This paper presents a secure outsourcing solution to assess logistic regression models for quantitative traits to test their associations with genotypes. We adapt the semi-parallel training method by Sikorska et al., which builds a logistic regression model for covariates, followed by one-step parallelizable regressions on all individual single nucleotide polymorphisms (SNPs). In addition, we modify our underlying approximate homomorphic encryption scheme for performance improvement.

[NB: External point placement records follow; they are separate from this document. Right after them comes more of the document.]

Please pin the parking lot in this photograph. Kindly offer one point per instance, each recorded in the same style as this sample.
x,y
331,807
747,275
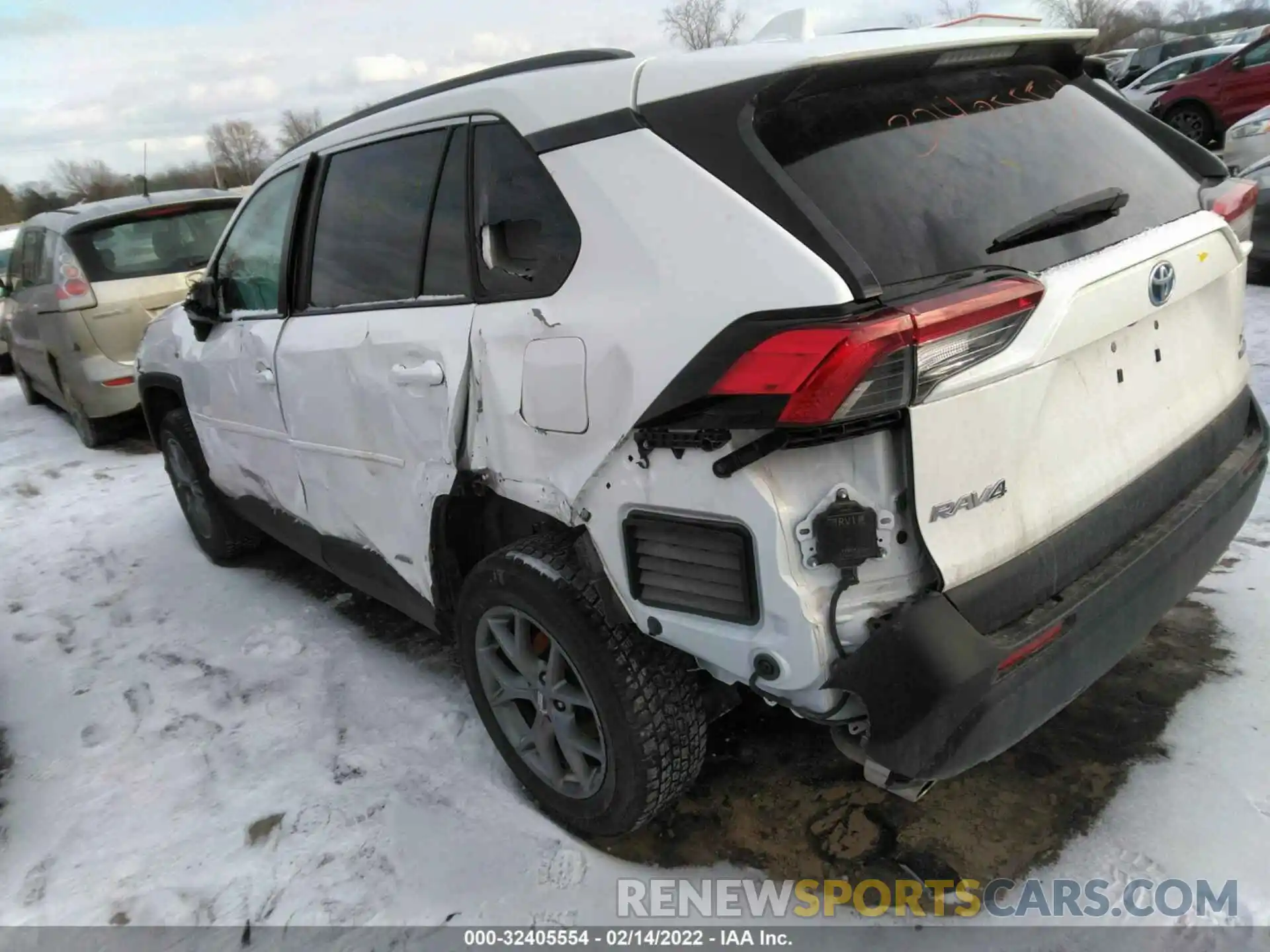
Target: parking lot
x,y
192,744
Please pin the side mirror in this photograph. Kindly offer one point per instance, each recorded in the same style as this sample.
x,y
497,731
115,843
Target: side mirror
x,y
512,247
202,303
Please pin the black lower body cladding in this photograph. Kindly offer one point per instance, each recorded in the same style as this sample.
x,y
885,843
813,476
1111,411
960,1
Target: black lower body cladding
x,y
943,696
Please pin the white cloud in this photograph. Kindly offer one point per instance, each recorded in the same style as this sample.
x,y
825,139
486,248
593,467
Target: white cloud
x,y
172,143
63,118
245,91
388,69
444,73
253,59
495,46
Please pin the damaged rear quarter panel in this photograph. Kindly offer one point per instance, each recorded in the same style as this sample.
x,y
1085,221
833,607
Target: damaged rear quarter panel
x,y
652,286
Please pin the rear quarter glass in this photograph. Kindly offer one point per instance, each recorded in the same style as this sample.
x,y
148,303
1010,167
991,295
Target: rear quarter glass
x,y
150,244
920,175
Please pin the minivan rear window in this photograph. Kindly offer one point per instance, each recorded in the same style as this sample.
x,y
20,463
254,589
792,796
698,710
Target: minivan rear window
x,y
150,243
921,175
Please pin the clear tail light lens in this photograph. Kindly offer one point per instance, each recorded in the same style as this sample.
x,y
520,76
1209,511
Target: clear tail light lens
x,y
70,282
886,361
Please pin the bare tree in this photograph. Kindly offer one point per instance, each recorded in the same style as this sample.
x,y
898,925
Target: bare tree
x,y
1191,11
89,180
955,12
1114,19
238,150
945,12
1151,20
298,126
700,24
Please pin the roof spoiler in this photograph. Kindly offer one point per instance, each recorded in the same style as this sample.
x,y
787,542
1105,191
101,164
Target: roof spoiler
x,y
789,26
794,26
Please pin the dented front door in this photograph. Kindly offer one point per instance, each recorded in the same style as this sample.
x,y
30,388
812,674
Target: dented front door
x,y
374,405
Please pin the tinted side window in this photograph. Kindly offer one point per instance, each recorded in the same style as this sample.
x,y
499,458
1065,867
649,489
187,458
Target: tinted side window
x,y
32,268
444,270
372,220
1257,56
526,234
251,264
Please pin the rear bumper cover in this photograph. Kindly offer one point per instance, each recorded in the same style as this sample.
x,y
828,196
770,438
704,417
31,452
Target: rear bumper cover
x,y
937,703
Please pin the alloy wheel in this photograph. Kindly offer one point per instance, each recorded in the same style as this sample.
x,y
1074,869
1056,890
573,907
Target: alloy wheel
x,y
540,702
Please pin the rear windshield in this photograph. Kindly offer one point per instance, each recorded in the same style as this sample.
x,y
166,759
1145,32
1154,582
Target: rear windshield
x,y
149,244
921,175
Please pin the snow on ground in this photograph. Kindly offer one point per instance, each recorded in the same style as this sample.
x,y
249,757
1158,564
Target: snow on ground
x,y
194,744
1205,813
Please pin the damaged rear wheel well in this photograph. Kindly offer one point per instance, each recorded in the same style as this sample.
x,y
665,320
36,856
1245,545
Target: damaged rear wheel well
x,y
469,524
158,399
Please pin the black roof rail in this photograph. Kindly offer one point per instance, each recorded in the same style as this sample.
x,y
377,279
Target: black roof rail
x,y
548,61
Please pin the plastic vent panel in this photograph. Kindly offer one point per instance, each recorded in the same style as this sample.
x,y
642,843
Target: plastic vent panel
x,y
693,565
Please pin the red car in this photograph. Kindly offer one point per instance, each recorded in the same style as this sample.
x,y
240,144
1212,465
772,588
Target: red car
x,y
1206,104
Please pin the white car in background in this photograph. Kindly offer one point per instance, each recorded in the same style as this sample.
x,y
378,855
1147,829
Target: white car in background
x,y
8,237
1248,141
1154,83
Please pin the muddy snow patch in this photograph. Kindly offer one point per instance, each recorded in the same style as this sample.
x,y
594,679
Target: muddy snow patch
x,y
778,796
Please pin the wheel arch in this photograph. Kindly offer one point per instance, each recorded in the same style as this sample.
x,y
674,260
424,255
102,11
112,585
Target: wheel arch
x,y
160,395
473,521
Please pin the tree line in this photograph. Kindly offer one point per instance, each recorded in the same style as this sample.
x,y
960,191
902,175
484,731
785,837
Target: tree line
x,y
238,151
698,24
237,155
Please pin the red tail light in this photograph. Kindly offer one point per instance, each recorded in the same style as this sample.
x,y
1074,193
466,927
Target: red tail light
x,y
886,361
1031,648
1235,200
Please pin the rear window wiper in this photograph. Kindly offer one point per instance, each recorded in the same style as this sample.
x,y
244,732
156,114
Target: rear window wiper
x,y
1064,219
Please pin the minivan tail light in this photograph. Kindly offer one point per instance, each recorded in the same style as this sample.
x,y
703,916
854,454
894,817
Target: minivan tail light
x,y
883,361
1236,201
71,286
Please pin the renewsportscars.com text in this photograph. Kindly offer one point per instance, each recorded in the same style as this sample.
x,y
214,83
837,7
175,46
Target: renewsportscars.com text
x,y
652,899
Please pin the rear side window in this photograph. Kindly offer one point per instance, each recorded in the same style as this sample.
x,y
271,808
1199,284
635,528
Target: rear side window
x,y
1257,56
526,235
31,268
372,221
922,175
446,272
142,247
249,268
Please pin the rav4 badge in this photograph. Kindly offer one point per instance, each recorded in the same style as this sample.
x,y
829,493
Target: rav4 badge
x,y
972,500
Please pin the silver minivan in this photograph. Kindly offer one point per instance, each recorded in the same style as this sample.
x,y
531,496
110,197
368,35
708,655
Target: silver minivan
x,y
84,282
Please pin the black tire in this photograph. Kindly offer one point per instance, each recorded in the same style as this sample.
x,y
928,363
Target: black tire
x,y
92,433
1193,121
222,535
648,705
24,385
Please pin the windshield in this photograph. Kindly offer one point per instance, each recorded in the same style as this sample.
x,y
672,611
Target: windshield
x,y
149,244
921,175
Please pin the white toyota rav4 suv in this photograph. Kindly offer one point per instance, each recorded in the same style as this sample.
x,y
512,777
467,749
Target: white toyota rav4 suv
x,y
898,377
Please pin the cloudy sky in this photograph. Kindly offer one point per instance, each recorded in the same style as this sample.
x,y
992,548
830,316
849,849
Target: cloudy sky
x,y
95,79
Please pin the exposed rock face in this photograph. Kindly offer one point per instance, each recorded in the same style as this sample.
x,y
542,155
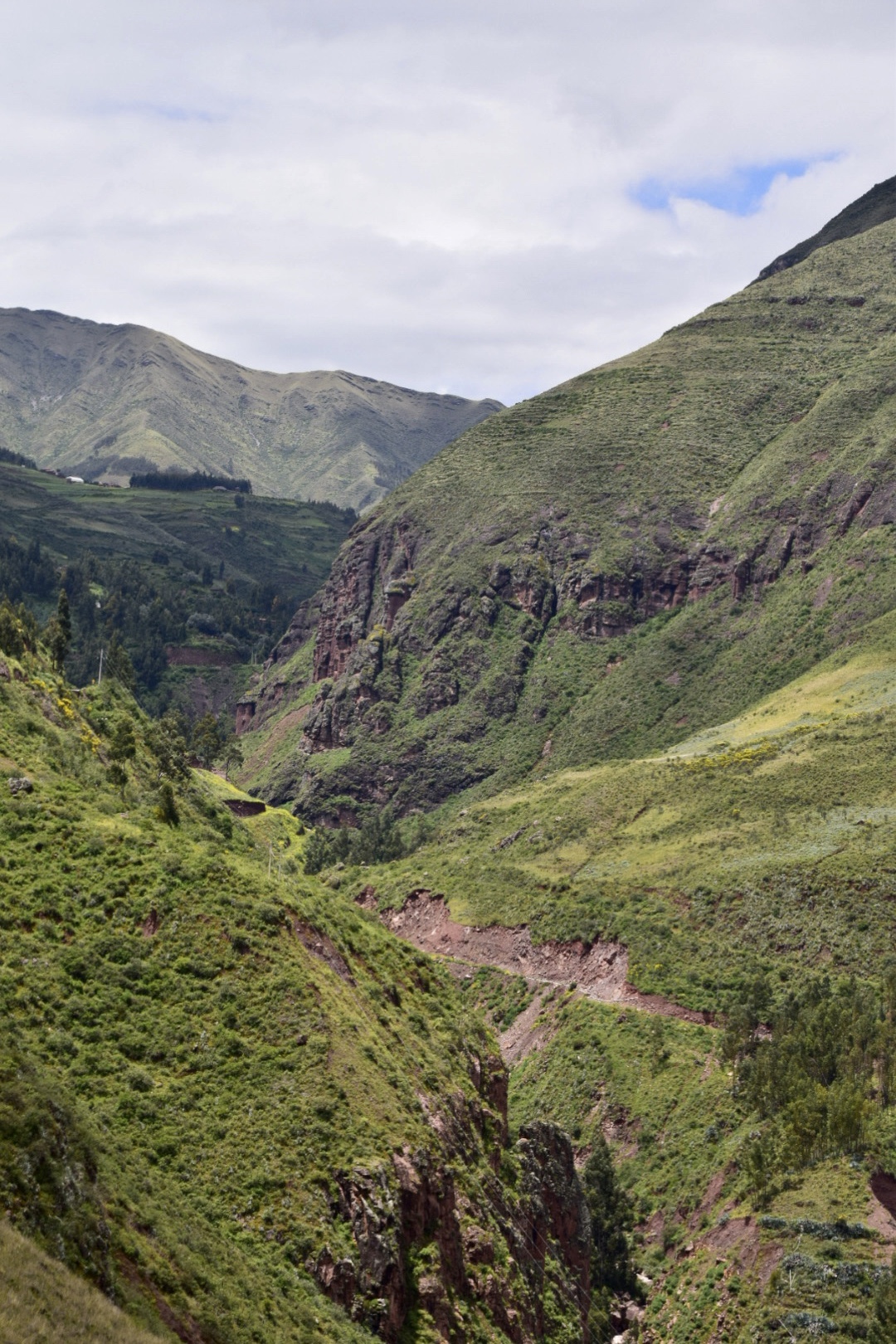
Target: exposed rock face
x,y
557,1214
700,465
414,1205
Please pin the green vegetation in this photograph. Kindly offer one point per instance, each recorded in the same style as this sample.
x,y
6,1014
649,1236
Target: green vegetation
x,y
188,481
206,1055
147,572
100,401
42,1301
620,562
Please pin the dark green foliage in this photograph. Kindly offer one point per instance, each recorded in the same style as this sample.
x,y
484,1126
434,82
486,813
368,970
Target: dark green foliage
x,y
17,459
377,840
168,806
17,629
626,558
187,481
121,583
832,1053
58,633
231,756
611,1218
884,1327
167,739
49,1166
119,665
207,739
123,743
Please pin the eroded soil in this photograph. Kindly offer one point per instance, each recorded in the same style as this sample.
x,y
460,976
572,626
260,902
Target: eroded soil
x,y
598,971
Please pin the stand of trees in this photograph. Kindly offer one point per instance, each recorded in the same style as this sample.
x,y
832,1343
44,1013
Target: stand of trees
x,y
188,481
822,1081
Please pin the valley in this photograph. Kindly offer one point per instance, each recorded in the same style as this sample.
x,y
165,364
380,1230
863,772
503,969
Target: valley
x,y
106,401
529,972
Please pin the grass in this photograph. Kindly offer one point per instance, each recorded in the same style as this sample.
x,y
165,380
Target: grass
x,y
737,440
97,401
42,1301
148,565
718,1266
762,845
199,1046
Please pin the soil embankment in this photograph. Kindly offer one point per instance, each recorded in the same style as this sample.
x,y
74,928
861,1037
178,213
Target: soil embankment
x,y
598,969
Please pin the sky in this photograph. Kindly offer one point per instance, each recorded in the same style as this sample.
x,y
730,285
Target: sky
x,y
479,197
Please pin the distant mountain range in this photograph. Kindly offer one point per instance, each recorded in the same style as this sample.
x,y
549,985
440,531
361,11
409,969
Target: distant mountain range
x,y
104,401
601,570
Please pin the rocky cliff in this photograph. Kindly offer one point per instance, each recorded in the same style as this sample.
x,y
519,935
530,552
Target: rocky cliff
x,y
423,1244
106,401
670,494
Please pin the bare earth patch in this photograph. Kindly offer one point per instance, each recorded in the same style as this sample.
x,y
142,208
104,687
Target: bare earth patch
x,y
598,971
525,1034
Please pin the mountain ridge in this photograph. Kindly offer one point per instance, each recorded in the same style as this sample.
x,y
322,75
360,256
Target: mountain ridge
x,y
874,207
102,401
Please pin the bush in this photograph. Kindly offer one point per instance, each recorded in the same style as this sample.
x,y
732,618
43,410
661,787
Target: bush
x,y
167,806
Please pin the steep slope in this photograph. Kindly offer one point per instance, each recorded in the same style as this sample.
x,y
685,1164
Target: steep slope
x,y
104,401
874,207
599,572
663,923
191,585
231,1098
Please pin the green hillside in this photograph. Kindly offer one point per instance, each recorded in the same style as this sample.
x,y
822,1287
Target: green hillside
x,y
95,399
229,1097
605,569
191,585
746,877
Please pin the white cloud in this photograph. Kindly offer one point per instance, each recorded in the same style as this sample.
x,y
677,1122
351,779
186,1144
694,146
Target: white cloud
x,y
441,194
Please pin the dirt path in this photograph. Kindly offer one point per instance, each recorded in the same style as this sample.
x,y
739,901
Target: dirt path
x,y
523,1036
598,971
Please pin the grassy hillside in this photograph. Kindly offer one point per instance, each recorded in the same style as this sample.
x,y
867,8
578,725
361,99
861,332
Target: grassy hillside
x,y
41,1301
227,1096
744,873
163,570
102,401
633,555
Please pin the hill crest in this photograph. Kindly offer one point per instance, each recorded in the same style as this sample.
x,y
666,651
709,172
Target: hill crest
x,y
104,401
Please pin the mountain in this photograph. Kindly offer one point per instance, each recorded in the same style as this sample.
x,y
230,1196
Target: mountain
x,y
192,583
605,569
633,645
229,1097
102,401
874,207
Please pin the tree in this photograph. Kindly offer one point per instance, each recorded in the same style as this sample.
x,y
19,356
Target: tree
x,y
611,1218
119,665
58,633
168,743
207,739
123,746
17,631
231,756
884,1328
123,743
119,777
167,808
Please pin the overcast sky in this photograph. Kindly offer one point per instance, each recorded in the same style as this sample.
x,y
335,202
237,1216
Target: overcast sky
x,y
481,197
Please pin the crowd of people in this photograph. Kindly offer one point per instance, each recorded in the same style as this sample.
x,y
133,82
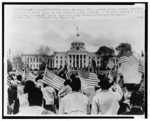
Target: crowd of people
x,y
110,97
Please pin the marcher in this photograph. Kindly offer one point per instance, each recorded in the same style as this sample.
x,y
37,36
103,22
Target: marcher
x,y
74,103
106,102
35,108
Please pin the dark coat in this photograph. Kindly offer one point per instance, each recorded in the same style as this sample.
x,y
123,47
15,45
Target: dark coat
x,y
134,111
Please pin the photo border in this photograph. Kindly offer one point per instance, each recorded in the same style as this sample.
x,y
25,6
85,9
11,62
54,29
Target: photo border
x,y
77,3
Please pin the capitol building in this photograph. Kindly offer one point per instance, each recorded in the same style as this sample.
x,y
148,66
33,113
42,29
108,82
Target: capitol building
x,y
76,57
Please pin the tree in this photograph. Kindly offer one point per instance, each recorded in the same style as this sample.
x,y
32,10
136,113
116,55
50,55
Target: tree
x,y
105,53
124,48
17,60
44,52
9,66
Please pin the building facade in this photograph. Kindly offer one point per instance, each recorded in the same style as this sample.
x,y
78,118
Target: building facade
x,y
76,57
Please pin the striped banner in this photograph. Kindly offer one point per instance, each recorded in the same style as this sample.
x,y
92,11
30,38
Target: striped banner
x,y
123,59
9,81
31,76
133,59
93,80
141,66
53,80
19,71
68,72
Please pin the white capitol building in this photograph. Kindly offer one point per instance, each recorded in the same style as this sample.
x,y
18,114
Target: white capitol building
x,y
77,57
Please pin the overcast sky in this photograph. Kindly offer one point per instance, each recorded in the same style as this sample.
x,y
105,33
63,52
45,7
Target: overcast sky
x,y
27,35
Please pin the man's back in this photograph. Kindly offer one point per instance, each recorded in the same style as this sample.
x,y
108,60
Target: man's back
x,y
105,103
73,103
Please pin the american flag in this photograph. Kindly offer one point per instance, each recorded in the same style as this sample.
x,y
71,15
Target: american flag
x,y
68,72
141,66
53,80
123,59
19,71
31,76
133,59
88,79
9,81
26,72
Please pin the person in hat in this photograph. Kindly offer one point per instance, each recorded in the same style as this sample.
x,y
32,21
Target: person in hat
x,y
74,103
136,102
106,102
35,99
22,101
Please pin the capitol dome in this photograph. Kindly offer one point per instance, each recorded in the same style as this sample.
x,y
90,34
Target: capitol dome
x,y
77,43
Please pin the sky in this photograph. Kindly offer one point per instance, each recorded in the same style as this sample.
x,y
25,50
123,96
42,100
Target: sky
x,y
24,35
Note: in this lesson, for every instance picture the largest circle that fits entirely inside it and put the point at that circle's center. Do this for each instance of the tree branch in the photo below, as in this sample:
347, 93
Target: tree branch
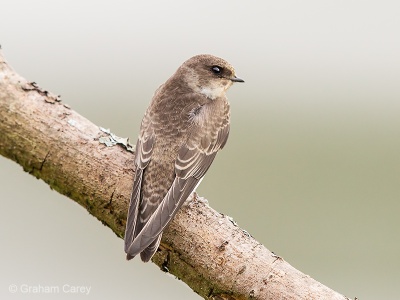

We evaluated the performance of our solution through experiments on real-world dataset. It achieves the best performance of homomorphic encryption system for GWAS analysis in terms of both complexity and accuracy. For example, given a dataset consisting of 245 samples, each of which has 10643 SNPs and 3 covariates, our algorithm takes about 43 seconds to perform logistic regression based genome wide association analysis over encryption. We demonstrate the feasibility and scalability of our solution.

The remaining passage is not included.